Google, “Dremel: Interactive Analysis of Web-Scale Datasets,” VLDB, 2010. [PDF]
Dremel is Google’s interactive ad hoc query system for analysis of read-only nested data. Unlike MapReduce, Dremel is aimed toward data exploration, monitoring, and debugging, where near real-time performance is of utmost importance. To achieve scalability and performance, Dremel builds upon three key ideas:
- It uses a column-striped storage representation on top of GFS, which enables it to store nested data in a compressed but easily searchable form and to read much less amount of data from secondary storage. Dremel uses Finite State Machines (FSMs) to quickly assemble data from its compact representation. The paper shows that this columnar representation reduces completion times even for regular MapReduce jobs by an order of magnitude.

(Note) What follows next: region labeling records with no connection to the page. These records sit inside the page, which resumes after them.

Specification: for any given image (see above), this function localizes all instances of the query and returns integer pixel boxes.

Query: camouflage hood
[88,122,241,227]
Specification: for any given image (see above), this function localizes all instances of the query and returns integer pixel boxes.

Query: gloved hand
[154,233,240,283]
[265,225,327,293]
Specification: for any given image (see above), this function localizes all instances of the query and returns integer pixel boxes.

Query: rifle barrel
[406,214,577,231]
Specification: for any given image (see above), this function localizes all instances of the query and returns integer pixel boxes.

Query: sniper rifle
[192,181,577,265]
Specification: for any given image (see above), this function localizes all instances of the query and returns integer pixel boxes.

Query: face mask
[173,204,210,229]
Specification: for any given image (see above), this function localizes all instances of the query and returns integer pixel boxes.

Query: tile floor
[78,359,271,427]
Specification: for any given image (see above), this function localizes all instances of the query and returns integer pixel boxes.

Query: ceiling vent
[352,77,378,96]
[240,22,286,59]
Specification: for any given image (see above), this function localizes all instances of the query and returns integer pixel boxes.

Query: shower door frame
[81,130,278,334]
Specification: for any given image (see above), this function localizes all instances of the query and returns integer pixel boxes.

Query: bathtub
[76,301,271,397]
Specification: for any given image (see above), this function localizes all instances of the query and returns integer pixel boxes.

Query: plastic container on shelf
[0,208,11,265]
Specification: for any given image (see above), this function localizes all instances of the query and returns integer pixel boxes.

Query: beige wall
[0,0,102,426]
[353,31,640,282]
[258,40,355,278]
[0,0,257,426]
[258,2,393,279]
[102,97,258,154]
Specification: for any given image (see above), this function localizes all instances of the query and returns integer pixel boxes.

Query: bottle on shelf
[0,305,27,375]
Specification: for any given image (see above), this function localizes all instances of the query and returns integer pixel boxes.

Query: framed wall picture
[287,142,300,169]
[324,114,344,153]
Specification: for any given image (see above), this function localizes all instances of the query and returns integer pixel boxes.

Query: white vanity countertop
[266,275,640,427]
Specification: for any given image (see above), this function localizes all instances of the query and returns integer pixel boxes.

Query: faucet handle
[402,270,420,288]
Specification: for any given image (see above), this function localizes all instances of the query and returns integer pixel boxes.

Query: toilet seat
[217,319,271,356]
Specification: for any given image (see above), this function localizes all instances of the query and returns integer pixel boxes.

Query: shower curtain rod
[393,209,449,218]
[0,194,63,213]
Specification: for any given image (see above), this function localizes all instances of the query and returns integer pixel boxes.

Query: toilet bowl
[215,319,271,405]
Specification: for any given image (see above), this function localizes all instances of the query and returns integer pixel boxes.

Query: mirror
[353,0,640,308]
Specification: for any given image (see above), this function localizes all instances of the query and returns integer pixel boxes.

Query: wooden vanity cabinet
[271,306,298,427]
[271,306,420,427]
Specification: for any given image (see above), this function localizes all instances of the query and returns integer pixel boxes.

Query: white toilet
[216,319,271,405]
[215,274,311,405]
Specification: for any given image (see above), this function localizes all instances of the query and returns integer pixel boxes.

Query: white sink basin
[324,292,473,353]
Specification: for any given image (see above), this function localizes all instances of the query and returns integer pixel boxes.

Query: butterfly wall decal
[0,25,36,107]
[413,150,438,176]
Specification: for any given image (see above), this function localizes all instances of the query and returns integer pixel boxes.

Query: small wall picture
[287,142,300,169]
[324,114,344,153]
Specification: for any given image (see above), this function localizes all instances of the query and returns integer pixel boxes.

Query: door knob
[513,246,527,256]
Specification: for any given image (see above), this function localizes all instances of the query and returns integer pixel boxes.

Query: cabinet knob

- It utilizes the serving tree architecture to rewrite queries during work distribution and to use aggregation at multiple levels. This minimizes data movement and speeds up query results. This optimization roughly accounts for another order of magnitude speedup over MapReduce.
- It provides a high-level (limited) SQL-like query language that translates to native execution as opposed to getting translated to a sequence of MapReduce jobs.
Dremel is fast, but I wonder how much faster it can go if it allowed caching of intermediate results that can be used in subsequent queries; this should more impact for data exploration workloads. The paper is very terse (may be due to VLDB page limit), and I found it hard to read even though none of the concepts were that complicated.